Do you have to take some other things off the table now because you can’t afford them? Do you have to go and explain to the stakeholders why the costs have increased? So that’s all about the control thresholds. What is that threshold? What are you going to do beyond this point? Then you have an issue with your project. What are the rules of performance measurement? How do you know you’re performing well on cost? Is it that range of variance, or are you doing something like a key performance indicator? What is the cost plus time to obtain X number of deliverables? Or you’re doing an earn value management approach, which we’ll be talking about in just a little bit, and then reporting formats. How do you report on the cost of goods and services? How do you report on performance?
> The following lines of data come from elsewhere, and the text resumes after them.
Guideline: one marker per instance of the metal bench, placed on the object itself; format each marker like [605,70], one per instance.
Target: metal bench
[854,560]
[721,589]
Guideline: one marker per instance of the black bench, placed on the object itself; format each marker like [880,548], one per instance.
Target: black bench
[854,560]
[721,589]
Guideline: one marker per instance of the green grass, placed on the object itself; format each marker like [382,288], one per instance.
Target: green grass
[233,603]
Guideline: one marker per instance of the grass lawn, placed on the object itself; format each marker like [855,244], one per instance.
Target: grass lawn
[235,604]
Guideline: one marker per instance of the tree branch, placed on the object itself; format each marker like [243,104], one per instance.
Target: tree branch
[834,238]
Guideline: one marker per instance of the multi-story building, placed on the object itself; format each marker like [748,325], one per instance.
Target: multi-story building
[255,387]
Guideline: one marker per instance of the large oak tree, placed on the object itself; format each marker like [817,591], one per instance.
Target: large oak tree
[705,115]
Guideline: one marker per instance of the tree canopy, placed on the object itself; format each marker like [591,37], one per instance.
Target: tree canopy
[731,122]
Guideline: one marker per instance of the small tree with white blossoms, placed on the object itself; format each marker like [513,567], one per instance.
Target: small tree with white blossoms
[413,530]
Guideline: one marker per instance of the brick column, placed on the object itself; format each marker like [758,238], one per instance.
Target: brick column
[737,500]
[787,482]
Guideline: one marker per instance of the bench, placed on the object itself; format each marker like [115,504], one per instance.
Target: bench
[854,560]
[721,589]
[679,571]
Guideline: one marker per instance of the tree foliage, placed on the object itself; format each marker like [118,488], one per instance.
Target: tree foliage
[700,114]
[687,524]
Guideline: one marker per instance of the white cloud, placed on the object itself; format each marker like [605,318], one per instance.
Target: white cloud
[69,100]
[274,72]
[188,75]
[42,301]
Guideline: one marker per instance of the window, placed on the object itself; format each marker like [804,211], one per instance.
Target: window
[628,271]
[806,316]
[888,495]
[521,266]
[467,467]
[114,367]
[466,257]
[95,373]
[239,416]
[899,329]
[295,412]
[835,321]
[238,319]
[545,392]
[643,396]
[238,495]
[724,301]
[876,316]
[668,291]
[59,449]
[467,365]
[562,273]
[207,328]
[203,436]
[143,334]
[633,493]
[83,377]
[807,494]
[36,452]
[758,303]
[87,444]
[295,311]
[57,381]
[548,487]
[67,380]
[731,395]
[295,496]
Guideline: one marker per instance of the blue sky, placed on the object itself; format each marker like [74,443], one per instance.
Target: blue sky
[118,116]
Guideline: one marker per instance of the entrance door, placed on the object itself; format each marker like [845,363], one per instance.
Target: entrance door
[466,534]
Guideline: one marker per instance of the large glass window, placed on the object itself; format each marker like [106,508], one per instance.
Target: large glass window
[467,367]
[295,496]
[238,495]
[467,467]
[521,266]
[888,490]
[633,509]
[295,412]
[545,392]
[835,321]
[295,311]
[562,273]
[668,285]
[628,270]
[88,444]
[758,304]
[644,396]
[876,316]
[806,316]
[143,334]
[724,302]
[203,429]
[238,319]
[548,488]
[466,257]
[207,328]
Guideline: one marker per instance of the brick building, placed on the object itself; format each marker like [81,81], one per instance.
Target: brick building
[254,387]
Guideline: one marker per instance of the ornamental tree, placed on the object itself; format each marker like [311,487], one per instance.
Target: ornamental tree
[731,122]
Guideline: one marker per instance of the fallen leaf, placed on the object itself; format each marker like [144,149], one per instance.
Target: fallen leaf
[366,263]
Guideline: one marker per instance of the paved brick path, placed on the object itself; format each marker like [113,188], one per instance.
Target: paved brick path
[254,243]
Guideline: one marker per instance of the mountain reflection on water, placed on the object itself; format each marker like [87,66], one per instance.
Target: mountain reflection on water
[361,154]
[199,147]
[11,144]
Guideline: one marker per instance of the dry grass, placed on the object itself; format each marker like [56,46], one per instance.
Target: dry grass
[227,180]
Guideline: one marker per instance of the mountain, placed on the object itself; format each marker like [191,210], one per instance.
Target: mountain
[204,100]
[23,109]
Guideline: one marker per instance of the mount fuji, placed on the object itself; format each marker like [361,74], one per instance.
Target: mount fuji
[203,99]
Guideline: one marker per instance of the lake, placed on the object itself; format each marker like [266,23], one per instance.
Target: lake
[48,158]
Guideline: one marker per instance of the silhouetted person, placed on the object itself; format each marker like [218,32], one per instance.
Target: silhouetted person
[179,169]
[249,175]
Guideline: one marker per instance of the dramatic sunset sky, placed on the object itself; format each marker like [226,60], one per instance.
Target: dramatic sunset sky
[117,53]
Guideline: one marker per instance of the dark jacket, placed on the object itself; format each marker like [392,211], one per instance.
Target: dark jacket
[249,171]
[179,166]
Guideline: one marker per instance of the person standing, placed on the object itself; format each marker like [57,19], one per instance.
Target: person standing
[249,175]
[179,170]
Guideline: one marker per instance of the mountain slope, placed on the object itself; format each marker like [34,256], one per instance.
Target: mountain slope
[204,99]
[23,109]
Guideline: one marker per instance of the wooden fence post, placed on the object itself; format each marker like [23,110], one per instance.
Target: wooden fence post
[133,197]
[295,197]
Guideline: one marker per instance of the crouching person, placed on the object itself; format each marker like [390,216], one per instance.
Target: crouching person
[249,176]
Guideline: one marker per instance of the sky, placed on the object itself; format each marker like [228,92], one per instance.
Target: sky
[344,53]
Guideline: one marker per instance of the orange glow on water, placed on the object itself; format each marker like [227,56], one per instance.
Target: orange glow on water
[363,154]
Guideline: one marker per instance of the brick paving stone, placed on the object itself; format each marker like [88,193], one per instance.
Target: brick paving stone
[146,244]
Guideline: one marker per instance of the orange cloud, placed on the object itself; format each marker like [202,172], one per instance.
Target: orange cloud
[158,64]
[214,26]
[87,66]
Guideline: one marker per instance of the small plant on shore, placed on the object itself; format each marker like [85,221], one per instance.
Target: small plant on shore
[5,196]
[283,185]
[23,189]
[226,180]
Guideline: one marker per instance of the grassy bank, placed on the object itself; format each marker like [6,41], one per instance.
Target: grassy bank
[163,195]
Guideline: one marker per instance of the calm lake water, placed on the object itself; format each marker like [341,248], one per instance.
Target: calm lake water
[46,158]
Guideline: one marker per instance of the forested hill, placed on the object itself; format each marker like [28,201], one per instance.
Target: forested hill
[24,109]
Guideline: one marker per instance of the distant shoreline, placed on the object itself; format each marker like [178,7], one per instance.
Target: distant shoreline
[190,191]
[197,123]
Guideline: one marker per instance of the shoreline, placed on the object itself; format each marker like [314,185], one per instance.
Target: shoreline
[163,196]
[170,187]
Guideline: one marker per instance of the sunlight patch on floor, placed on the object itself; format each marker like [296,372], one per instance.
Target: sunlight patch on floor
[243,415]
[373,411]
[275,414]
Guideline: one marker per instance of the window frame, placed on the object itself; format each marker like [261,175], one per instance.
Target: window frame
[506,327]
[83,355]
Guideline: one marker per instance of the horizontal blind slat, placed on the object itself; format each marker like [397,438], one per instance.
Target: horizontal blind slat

So what is your reporting format? And then process descriptions: what are the processes that you do in your organization? We’re talking about more than just estimating and budgeting project costs; we’re talking about controlling the processes that you must follow in order to get things done in your organization. So that ties back into our organizational-procedure links and our level of precision in units of measure, things like that. So what’s unique?
All of these are enterprise environmental factors. So that’s the cost management plan. It’s a critical plan in your project. Cost always seems to be something that management is interested in, even more so than time. So I want to pay attention to the cost management plan. It predicts how we will do cost estimating, how the budget will be managed, and how you will control costs. Those three things that happen are the other three processes in this lecture or in this section. All right, good job. Let’s keep moving forward. There is a lot of information to discuss in this section on cost management.